A Texas lawmaker says he is astounded that the Veterans Affairs Department is balking at a consumer-friendly proposal to tell veterans how long they must wait for a decision when they file benefits claims.
Rep. Beto O’Rourke, a Democrat and a member of the House Veterans’ Affairs Committee, is cosponsoring the Faster Filing Act, a bipartisan bill introduced in the House and Senate that would require VA to track the average turnaround time for claims and tell veterans what they can expect.
The American Legion, Disabled American Veterans and Iraq and Afghanistan Veterans of Americaare endorsing the legislation.
“I am frustrated,” said O’Rourke, who noted that in talking with veterans, he has heard that many “had no idea what they were in for when they filed their claim in terms of wait time.”
Among other things, the bill would require VA to explain to veterans the difference between the fastest option — when veterans collect all of the evidence needed for a decision themselves — and the slower option, when VA retrieves the evidence.
Veterans also would be notified of the difference in the time it takes VA to approve claims filed with outside help, such as from a veterans’ service officer, and without such assistance. Veterans would receive this notice in writing and would return a signed acknowledgment to VA, under the bill.
VA opposes the bill, but the agency did not express that view until after the House Veterans’ Affairs Committee passed the legislation as part of an omnibus veterans’ benefits bill, now pending on the House floor.
VA Secretary Eric Shinseki said in a Sept. 9 letter to lawmakers that the bill “would create a significant administrative burden ... effectively delaying the processing of claims.”
Additionally, Shinseki said notices would “mislead or confuse” veterans, and might even steer them to make a decision not in their best interest, such as seeking outside help to file a claim when that may not be necessary in their cases.
O’Rourke said the only administrative burden would be the requirement for a veteran to verify that they received the notice — and added that he would be willing to reconsider that particular provision of his bill.

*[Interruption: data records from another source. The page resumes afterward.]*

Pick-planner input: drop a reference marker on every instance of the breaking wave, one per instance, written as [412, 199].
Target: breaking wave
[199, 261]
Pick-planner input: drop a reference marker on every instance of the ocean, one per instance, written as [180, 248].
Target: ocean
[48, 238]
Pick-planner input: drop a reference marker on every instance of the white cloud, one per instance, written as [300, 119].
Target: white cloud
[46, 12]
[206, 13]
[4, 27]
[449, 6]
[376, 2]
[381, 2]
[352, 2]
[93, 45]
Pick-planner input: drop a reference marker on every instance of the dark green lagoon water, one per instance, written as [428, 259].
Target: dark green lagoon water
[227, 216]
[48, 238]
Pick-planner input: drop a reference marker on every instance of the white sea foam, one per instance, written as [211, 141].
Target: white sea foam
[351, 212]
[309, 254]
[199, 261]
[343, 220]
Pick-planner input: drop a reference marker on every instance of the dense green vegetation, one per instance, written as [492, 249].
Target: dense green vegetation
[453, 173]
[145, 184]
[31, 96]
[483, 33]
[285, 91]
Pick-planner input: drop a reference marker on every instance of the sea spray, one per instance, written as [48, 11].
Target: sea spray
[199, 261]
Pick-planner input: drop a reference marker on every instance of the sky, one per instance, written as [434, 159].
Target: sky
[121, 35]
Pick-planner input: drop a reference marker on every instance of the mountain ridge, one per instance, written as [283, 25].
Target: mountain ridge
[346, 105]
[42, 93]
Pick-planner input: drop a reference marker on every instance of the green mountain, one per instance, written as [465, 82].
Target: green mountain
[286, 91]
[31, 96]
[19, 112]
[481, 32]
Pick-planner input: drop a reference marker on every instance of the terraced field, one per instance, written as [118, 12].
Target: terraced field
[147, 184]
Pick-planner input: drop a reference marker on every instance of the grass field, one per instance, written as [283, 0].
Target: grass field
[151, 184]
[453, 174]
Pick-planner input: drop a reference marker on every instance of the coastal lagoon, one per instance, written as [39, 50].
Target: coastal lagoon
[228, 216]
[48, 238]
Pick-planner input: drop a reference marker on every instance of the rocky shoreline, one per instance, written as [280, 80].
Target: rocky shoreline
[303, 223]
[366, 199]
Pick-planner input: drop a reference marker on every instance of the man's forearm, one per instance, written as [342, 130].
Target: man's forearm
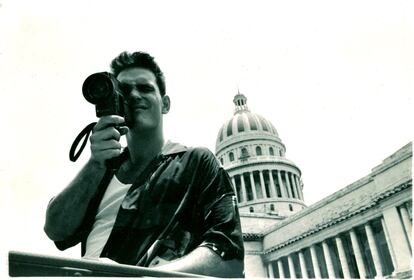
[66, 211]
[205, 262]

“All we are asking is for VA to say if you file in this manner, your expected wait time is ‘X,’ and if you file in a different manner, it is half-‘X’ or a third-‘X’ or whatever,” O’Rourke said, referring to VA’s contention that a veteran filing a so-called “fully developed claim” with the assistance of a veterans service offer can expect to have their claim processed in about 123 days, half the time of a traditional claim.
An approved fully developed claim also provides one year of retroactive disability benefits — an incentive for a veteran to look for his own records.

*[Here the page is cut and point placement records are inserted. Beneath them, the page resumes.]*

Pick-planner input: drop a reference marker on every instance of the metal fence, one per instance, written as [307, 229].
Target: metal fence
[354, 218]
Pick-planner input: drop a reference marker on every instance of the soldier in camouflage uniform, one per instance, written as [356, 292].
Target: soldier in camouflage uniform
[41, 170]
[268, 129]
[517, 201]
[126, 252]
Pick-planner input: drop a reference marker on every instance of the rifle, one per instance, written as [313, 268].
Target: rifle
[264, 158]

Veterans would be “the primary beneficiary” of this information, O’Rourke said. But that also could help VA if more people file paperless and fully documented claims.
With 744,000 pending claims, the VA reported Sept. 16 that compensation claims are taking an average of 198 days to process. That includes only the period from when a claim is first submitted to notification of a decision; it does not include the years that could be added if a veteran appeals the initial decision.
VA’s weekly report shows the length of time claims are pending and accuracy rates by regional office, and the differences are significant.
For example, VA audits show a 91 percent accuracy rate on claims for the previous three months. But at the Baltimore regional office, the accuracy rate of 80 percent is the lowest in the nation. The Fargo, N.D., office was tops, judged to be 100 percent accurate.
The longest processing time in the Sept. 16 report is 277.2 days, also recorded by the Baltimore regional office. The fastest regional office is in Sioux Falls, S.D., with an average time of 94.1 days.
Average processing time is influenced by many factors, including type of disability, number of medical issues included in a single claim, difficulty in locating documentation, and the function of the regional office.
Someone filing a single claim with multiple disabilities not easily proven to be service-connected could wait far longer than average, even if the claim was sent to VA’s most efficient staff.
The publicly available VA data does not show the difference between processing times for traditional claims and fully developed claims, and many veterans do not even know the different types of processes exist.
“The onus should not be on the veteran to discover the information,” O’Rourke said.